An uninteresting documentary film-maker, followed around by a slightly more interesting filmmaker, made by an interesting director, with mildly interesting results
29 November 2006
This follow-up to Robert Altman's "Tanner '88" (1988) originally aired as a four-part TV-series on HBO. Michael Murphy and Cynthia Nixon reprise their roles as Jack Tanner and Alex Tanner, with the former presidential candidate now teaching at Michigan State, while his daughter is a Manhattan-based documentary filmmaker who also teaches at the New School.

Basically, there's only one real character in this film and that's daughter Alex Tanner.
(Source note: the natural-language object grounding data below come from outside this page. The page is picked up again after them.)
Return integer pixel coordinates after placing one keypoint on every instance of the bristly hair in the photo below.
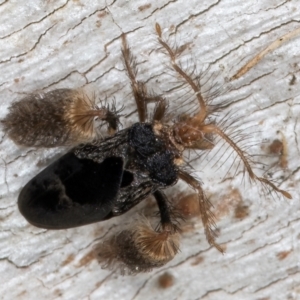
(61, 117)
(139, 249)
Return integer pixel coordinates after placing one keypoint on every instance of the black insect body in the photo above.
(106, 177)
(93, 182)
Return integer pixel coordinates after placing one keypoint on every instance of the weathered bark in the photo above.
(68, 44)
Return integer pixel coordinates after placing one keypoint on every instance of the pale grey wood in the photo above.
(52, 44)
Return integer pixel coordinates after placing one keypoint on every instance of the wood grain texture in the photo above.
(69, 44)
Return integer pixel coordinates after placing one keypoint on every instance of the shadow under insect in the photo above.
(106, 177)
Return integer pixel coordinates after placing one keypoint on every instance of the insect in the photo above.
(102, 178)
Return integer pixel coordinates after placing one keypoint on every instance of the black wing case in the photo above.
(72, 192)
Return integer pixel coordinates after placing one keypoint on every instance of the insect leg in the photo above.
(195, 87)
(141, 96)
(208, 218)
(165, 214)
(211, 128)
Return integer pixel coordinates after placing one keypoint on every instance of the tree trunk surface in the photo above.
(46, 45)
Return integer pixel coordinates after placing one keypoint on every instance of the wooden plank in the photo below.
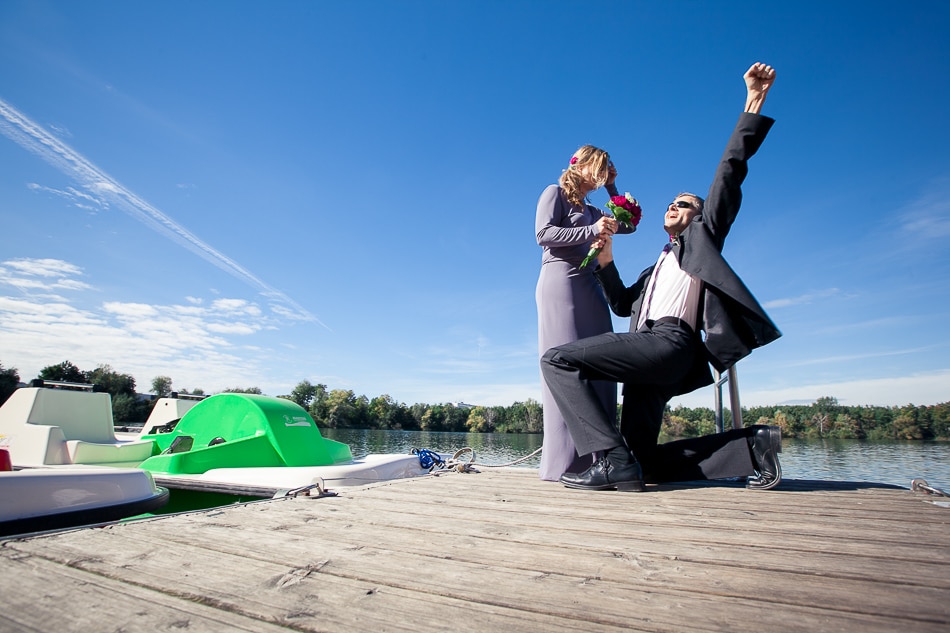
(504, 551)
(43, 596)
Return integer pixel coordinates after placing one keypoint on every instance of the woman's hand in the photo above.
(606, 246)
(606, 226)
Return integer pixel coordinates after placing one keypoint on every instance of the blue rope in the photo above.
(428, 459)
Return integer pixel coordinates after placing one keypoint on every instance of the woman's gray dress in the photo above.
(571, 305)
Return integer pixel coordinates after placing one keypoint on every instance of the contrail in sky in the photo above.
(32, 137)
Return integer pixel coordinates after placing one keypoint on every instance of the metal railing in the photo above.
(734, 408)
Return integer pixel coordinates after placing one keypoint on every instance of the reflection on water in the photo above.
(894, 463)
(882, 462)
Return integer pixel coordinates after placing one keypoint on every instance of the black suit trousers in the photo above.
(651, 363)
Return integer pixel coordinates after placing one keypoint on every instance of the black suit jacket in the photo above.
(733, 321)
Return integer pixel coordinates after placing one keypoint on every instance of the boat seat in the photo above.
(42, 426)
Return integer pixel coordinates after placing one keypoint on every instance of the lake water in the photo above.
(894, 463)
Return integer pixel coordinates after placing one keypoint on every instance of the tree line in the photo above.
(342, 408)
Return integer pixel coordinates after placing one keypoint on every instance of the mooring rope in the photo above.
(433, 462)
(920, 485)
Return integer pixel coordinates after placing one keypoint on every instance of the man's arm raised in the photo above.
(758, 80)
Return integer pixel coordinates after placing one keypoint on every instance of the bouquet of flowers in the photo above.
(626, 210)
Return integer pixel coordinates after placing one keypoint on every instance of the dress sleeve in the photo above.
(551, 224)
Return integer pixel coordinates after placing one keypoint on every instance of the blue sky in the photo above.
(239, 194)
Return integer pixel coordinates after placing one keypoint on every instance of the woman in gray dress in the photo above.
(571, 304)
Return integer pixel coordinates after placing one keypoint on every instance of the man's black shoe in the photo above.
(605, 476)
(765, 444)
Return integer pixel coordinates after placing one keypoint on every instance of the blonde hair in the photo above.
(572, 180)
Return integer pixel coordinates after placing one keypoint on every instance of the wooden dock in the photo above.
(501, 551)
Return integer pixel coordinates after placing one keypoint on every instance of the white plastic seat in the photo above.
(42, 426)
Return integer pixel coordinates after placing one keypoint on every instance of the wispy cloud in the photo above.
(200, 345)
(805, 299)
(928, 217)
(852, 357)
(97, 189)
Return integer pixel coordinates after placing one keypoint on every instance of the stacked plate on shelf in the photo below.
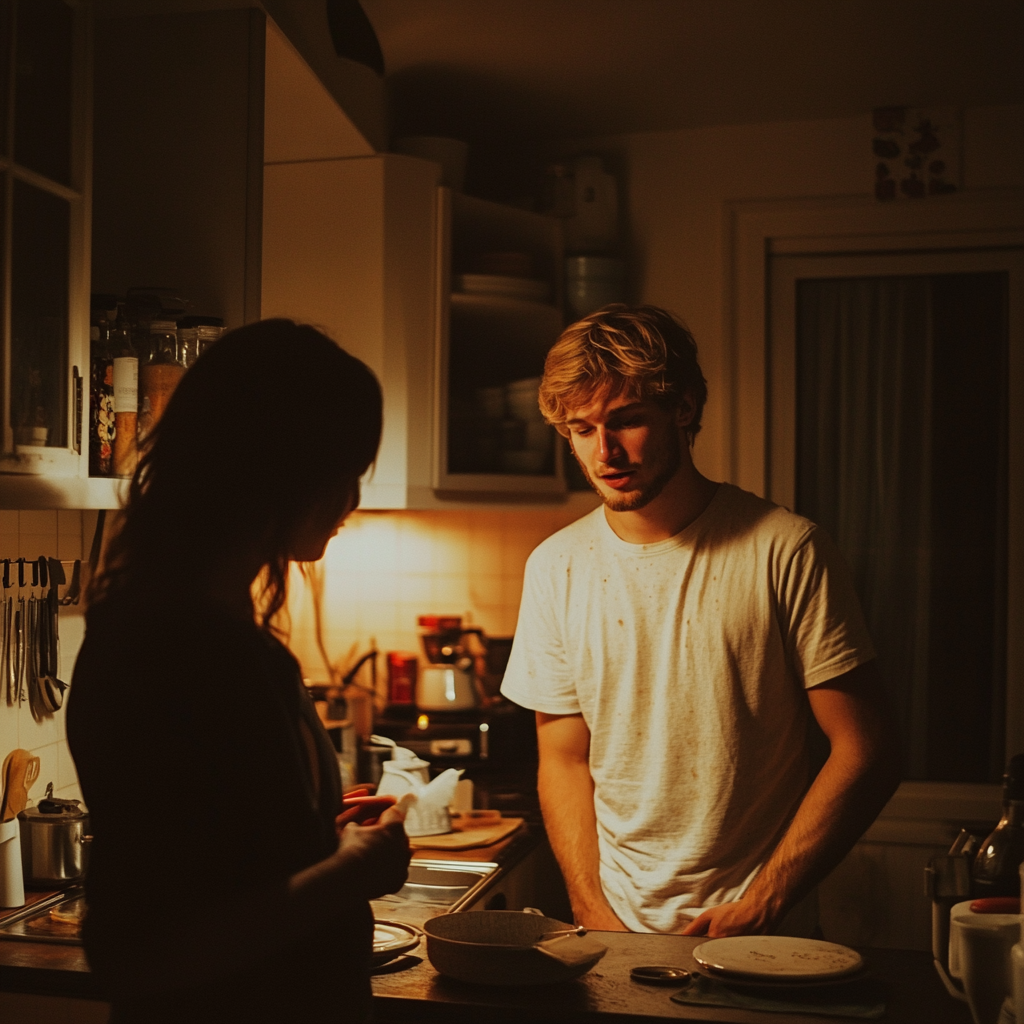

It's hardly a person one can sympathize with, since she is a self-indulgent howler with seemingly only one goal, rehabilitating her father, Jack Tanner, whom she adores unconditionally.

According to Altman the film is primarily a spoof on the new documentary film-making, which he didn't intended as such, he admitted in an interview. The question is, what was the original idea for the film?
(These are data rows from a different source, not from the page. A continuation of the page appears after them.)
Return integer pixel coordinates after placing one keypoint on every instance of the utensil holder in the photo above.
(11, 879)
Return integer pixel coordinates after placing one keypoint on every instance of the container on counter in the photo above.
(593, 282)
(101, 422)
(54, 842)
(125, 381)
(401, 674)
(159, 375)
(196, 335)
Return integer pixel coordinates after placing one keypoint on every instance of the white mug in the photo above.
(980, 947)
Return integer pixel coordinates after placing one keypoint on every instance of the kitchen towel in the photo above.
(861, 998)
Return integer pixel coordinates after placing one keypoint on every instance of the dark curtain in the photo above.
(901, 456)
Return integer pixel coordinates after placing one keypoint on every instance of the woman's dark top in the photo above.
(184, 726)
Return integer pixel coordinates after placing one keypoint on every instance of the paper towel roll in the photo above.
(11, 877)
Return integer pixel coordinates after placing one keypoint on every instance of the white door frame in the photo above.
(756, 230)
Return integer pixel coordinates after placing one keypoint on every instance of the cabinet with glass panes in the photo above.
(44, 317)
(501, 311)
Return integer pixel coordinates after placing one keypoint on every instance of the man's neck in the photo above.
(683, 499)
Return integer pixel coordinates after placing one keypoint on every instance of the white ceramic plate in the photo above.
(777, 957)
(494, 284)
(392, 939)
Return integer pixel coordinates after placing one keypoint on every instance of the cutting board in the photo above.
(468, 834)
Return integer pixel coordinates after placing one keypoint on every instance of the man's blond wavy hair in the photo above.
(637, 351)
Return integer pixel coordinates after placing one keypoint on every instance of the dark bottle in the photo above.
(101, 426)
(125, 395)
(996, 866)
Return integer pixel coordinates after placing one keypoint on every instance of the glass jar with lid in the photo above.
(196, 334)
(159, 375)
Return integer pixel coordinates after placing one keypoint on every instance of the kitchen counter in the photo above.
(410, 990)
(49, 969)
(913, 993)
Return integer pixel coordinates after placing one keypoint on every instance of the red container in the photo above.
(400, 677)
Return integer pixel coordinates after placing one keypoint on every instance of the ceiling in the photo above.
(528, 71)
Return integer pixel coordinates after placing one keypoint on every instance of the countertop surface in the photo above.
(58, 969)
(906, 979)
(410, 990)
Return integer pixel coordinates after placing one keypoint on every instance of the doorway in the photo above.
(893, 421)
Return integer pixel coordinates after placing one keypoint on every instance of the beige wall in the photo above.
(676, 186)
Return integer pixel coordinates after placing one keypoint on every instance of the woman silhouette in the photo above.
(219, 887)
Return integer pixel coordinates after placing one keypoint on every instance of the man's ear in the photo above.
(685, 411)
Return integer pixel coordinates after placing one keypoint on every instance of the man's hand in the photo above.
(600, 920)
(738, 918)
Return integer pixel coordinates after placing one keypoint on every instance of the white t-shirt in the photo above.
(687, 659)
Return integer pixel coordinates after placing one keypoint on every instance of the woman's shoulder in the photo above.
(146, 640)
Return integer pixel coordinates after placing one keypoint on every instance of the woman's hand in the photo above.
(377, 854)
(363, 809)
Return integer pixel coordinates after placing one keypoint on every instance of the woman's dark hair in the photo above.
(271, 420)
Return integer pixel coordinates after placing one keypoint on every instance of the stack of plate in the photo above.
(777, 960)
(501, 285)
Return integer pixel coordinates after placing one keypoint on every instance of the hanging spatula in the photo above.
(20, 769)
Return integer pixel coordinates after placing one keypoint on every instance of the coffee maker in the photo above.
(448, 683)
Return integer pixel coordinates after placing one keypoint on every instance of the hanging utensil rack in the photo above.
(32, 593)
Well, the writing suggests a much more dramatic approach, but on that level it doesn't work. But with Altman, you already know this is gonna be a loosely constructed stew, highly dependent on high-profile cameos, but the irony is that this film essentially has become what Altman claims his own film ended up to be, a spoof about film-making itself, and documentary film-making in particular. "Tanner on Tanner" is about nothing. Of course it's not a documentary, but filmed as one and looks like one, shot in verité style. It's not drama. It's no allegory on politics. It's - if anything - a self-indulgent look at the very process of film-making.
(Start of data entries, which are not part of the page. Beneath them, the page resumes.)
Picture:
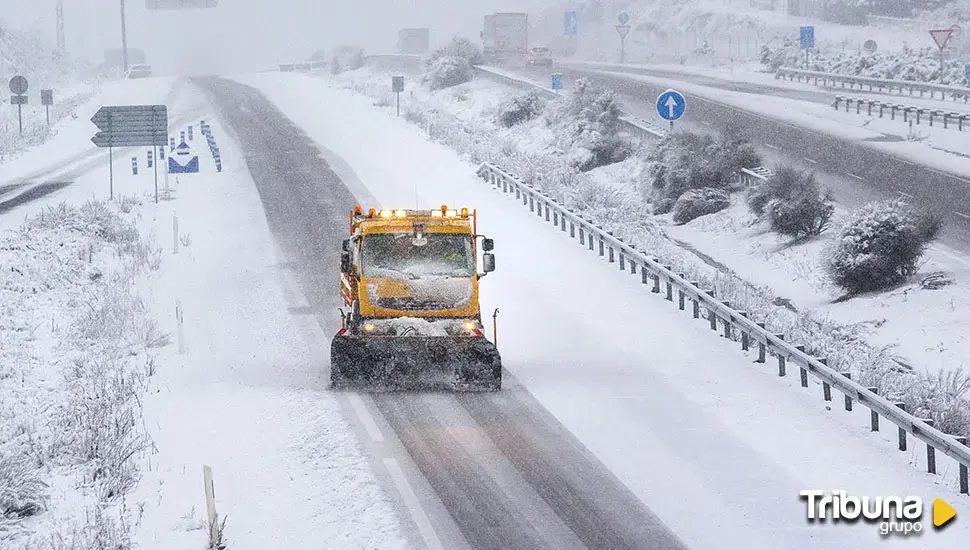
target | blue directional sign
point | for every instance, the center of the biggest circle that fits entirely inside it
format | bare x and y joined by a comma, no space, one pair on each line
671,105
183,160
557,81
806,37
570,23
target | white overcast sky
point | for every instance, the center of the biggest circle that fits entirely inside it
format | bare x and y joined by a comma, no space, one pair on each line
242,35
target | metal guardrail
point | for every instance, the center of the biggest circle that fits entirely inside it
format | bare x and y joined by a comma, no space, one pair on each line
634,125
875,84
653,270
665,281
961,119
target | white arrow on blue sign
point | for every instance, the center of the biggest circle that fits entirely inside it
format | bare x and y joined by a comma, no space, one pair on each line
570,23
806,37
671,105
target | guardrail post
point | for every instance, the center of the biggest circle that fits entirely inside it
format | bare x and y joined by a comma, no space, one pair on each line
826,387
782,359
762,351
930,451
803,372
964,483
848,398
744,333
902,432
670,285
711,316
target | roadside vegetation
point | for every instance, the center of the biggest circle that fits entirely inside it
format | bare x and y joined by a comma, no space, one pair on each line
75,359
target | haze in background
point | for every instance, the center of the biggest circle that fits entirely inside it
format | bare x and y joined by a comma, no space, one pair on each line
246,35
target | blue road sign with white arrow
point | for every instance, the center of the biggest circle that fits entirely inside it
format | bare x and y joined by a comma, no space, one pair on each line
806,37
671,105
557,81
570,23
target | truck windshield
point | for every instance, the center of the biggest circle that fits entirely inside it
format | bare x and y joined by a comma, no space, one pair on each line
395,255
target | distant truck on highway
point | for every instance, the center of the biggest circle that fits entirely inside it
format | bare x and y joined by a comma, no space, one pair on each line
413,41
505,38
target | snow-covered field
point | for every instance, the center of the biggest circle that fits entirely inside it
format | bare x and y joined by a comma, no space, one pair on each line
754,269
109,422
611,383
943,149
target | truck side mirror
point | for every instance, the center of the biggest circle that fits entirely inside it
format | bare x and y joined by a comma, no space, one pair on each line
488,262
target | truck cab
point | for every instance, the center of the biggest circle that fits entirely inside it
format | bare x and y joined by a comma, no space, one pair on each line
540,56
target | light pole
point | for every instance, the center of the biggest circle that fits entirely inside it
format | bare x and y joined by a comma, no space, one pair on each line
124,40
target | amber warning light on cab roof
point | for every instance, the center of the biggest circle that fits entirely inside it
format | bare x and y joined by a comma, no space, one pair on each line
444,211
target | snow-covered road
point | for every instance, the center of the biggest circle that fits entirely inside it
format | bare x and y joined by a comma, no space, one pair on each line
717,447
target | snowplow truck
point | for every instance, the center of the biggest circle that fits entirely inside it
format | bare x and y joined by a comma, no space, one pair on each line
410,280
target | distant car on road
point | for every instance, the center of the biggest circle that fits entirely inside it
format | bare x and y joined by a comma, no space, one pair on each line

At one point, in the last part of the series, the student of Alex who is making a film about her film, proclaims: 'Look at Michael Moore. Old-fashioned documentary film-making is dead.'

In many ways this seems true, at least if you aspire your documentary to get any attention at festivals. Facts are for television, and it's only recently that the documentary has become an accepted cinematic approach. For a long time, there was only one form. The factual, the journalistic approach. Now there are many, but more so than ever, the documentary has become a political pamphlet, a very powerful piece of propaganda. This makes it much easier for us to judge them on their cinematic qualities, instead of their qualities as objective journalism or an authentic portrait of a certain subject or person.